Parameters are automatically loaded from the Transformer Lab configuration. You can access them in several ways:

  1. Direct access (if sure the parameter exists): tlab_trainer.params.<parameter_name>
  2. Safe access with default (recommended): tlab_trainer.params.get(<parameter_name>, <default_value>)

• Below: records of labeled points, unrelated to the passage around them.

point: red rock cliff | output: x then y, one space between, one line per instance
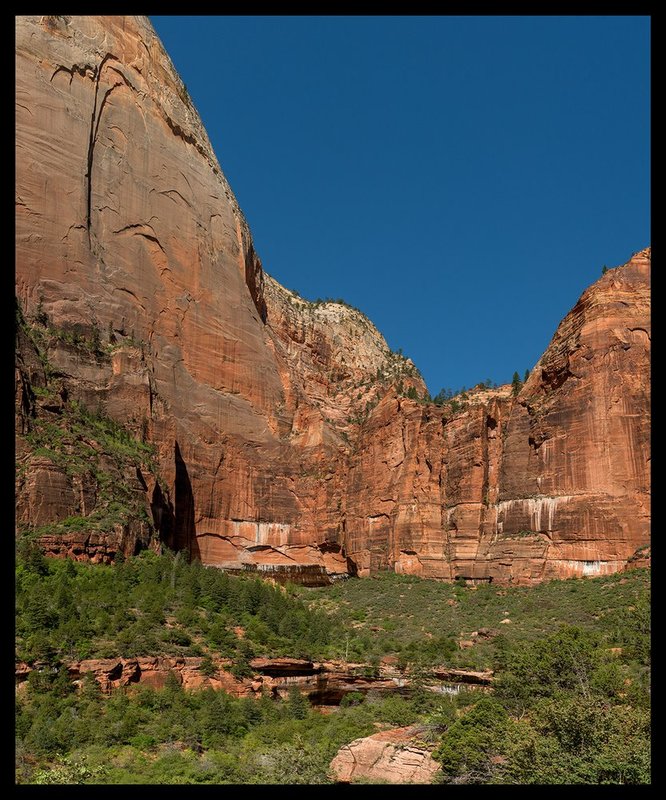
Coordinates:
283 440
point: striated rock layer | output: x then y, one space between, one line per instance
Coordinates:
390 756
284 440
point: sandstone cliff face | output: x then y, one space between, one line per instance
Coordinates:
385 757
283 440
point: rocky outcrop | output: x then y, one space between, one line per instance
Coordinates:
324 683
385 757
284 442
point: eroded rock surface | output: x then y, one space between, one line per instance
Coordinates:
385 757
284 442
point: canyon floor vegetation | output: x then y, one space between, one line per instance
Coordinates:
570 702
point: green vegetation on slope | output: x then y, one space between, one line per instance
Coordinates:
153 605
570 703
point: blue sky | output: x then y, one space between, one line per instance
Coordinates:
461 180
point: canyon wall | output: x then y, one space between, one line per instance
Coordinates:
283 440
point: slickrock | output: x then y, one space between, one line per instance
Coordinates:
385 757
284 443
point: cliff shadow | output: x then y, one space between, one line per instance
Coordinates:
184 535
174 521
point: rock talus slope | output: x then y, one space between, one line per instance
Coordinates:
283 438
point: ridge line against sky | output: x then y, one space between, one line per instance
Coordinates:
460 180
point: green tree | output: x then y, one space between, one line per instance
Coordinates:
471 749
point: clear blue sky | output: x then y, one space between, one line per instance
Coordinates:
461 180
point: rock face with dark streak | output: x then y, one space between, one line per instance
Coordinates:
284 441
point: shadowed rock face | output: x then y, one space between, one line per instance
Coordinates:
281 438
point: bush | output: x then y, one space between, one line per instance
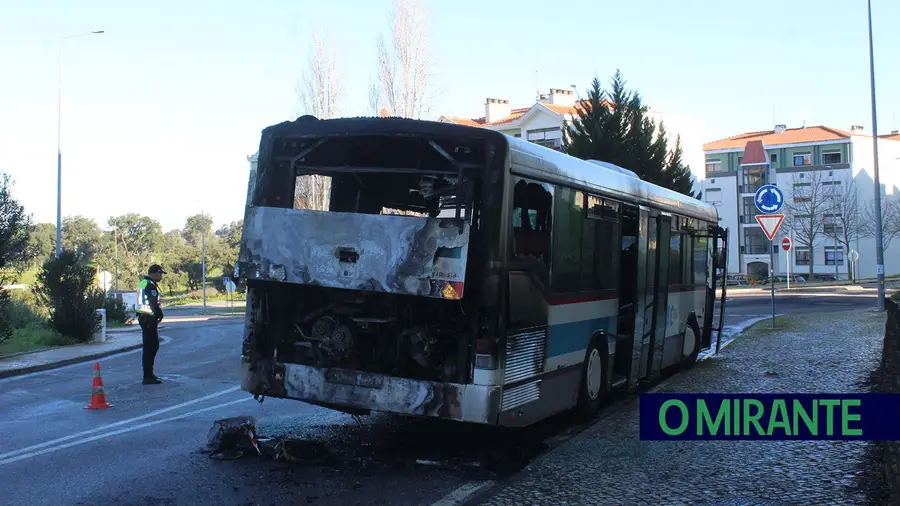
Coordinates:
116 311
65 286
18 309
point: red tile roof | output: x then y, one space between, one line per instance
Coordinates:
754 153
771 138
515 114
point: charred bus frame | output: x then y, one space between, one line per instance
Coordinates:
397 327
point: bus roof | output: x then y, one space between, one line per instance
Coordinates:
533 160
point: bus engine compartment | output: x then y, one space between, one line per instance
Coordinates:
355 249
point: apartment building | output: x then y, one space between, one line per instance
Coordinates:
541 122
809 164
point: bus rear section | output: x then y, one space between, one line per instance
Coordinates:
360 248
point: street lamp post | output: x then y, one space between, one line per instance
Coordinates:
58 148
879 244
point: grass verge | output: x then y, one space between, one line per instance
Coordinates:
33 336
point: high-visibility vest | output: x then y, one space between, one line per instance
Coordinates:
143 305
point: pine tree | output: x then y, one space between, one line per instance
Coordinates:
614 127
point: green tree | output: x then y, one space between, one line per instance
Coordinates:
195 227
231 233
41 243
15 226
82 235
65 285
613 126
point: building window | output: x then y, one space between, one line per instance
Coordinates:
753 179
829 157
750 210
755 241
831 224
714 195
801 159
834 255
800 192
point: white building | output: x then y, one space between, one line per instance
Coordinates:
815 160
540 123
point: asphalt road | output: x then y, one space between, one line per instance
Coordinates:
147 448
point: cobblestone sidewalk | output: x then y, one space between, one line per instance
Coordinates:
608 464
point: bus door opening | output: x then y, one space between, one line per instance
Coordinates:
629 282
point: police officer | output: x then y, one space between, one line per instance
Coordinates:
149 315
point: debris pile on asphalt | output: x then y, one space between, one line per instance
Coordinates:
472 453
232 438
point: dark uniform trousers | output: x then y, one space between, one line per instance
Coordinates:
150 333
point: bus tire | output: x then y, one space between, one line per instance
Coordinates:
592 384
692 342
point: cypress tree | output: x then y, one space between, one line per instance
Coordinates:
613 126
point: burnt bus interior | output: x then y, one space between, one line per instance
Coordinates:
408 336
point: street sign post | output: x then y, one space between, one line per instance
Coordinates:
770 223
786 246
105 279
230 288
769 200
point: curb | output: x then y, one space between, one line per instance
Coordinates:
69 361
74 360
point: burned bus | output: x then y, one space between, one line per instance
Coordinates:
439 270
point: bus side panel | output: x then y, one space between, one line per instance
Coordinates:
568 334
683 300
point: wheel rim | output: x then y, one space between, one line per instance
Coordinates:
690 340
594 376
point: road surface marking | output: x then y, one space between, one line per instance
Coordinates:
117 432
461 494
118 424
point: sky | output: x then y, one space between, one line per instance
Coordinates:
160 112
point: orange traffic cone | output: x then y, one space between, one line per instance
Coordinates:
98 398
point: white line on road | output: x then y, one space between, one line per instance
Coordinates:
117 432
117 424
462 494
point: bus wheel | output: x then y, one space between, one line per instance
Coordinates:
691 345
593 381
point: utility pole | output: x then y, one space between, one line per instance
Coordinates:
879 243
116 240
58 138
203 254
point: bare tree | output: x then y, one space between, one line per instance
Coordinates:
374 97
405 68
320 88
804 216
843 221
319 91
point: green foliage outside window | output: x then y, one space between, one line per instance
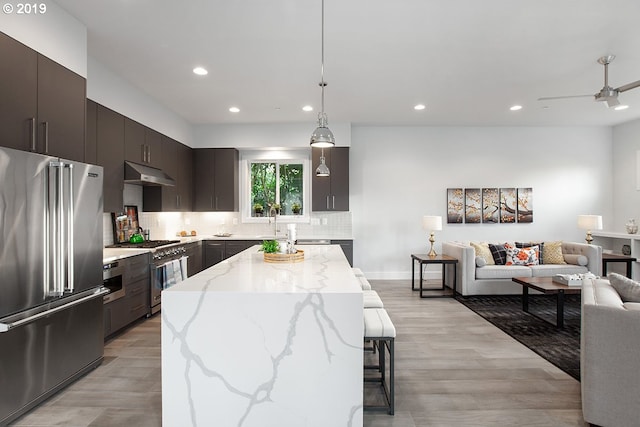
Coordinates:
276 183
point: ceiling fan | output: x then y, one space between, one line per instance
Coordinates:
607 93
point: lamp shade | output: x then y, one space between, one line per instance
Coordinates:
590 222
322 137
432 222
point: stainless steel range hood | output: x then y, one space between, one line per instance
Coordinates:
145 175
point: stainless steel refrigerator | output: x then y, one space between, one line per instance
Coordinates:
51 314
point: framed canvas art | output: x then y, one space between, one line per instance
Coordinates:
472 205
508 205
490 206
525 205
455 205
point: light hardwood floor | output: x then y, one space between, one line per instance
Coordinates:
452 369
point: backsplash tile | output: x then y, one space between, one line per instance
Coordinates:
165 225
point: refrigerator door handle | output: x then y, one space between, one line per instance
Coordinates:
70 227
5 327
46 273
58 230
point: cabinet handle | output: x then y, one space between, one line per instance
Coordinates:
33 133
46 137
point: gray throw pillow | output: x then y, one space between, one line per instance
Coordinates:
576 259
629 290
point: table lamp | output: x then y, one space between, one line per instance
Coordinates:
589 222
432 223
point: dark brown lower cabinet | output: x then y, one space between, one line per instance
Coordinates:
194 262
136 302
347 248
216 251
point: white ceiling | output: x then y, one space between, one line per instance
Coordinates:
467 60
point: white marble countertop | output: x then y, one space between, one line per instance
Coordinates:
114 254
253 344
257 237
324 269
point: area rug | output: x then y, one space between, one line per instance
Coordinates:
559 346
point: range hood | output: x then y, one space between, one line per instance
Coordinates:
145 175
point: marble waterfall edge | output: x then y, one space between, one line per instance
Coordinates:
247 343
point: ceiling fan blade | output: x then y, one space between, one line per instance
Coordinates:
546 98
628 86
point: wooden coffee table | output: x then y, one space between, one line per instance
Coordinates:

Common parameters include:

  • tlab_trainer.params.model_name: Model to use for training
  • tlab_trainer.params.dataset_name: Dataset to use
  • tlab_trainer.params.output_dir: Directory for saving outputs
  • tlab_trainer.params.num_train_epochs: Number of training epochs
  • tlab_trainer.params.batch_size: Batch size for training
  • tlab_trainer.params.learning_rate: Learning rate

Progress Reporting

Transformer Lab expects progress updates from 0 to 100. Use these methods:

  1. Create callback: Create a progress callback with tlab_trainer.create_progress_callback(framework="huggingface") and fetch it to your trainer.
  2. Manual updates: For custom loops, use tlab_trainer.progress_update(progress) where progress is 0-100

Manual Metric Logging

For training scripts that don't have automatic integration with logging platforms like Huggingface Trainer does, you can use manual logging:

  1. Enable manual logging: Set manual_logging=True in the decorator
  2. Log metrics: Use tlab_trainer.log_metric(name, value, step) to log metrics during training

Example with a custom training loop:

@tlab_trainer.job_wrapper(manual_logging=True)
def train_model():
# Setup model, data, etc.

total_steps = 1000
for step in range(total_steps):
# Training logic here
loss = model.train_step(batch)

# Log metrics manually
tlab_trainer.log_metric("train/loss", loss.item(), step)
tlab_trainer.log_metric("train/lr", scheduler.get_last_lr()[0], step)

# Update progress
progress = (step / total_steps) * 100
tlab_trainer.progress_update(progress)

The log_metric function automatically handles logging to both Tensorboard and Weights & Biases (if enabled), so you don't need separate code paths for different logging backends.

Best Practices

  1. Error Handling: The decorator handles basic error reporting, but include try/except blocks for specific operations
  2. Parameter Access: Always use .get() with sensible defaults for optional parameters

Summary

By following this guide, you can quickly adapt your existing training scripts to work within the Transformer Lab ecosystem, gaining parameter management, progress tracking, and integrated logging with minimal code changes.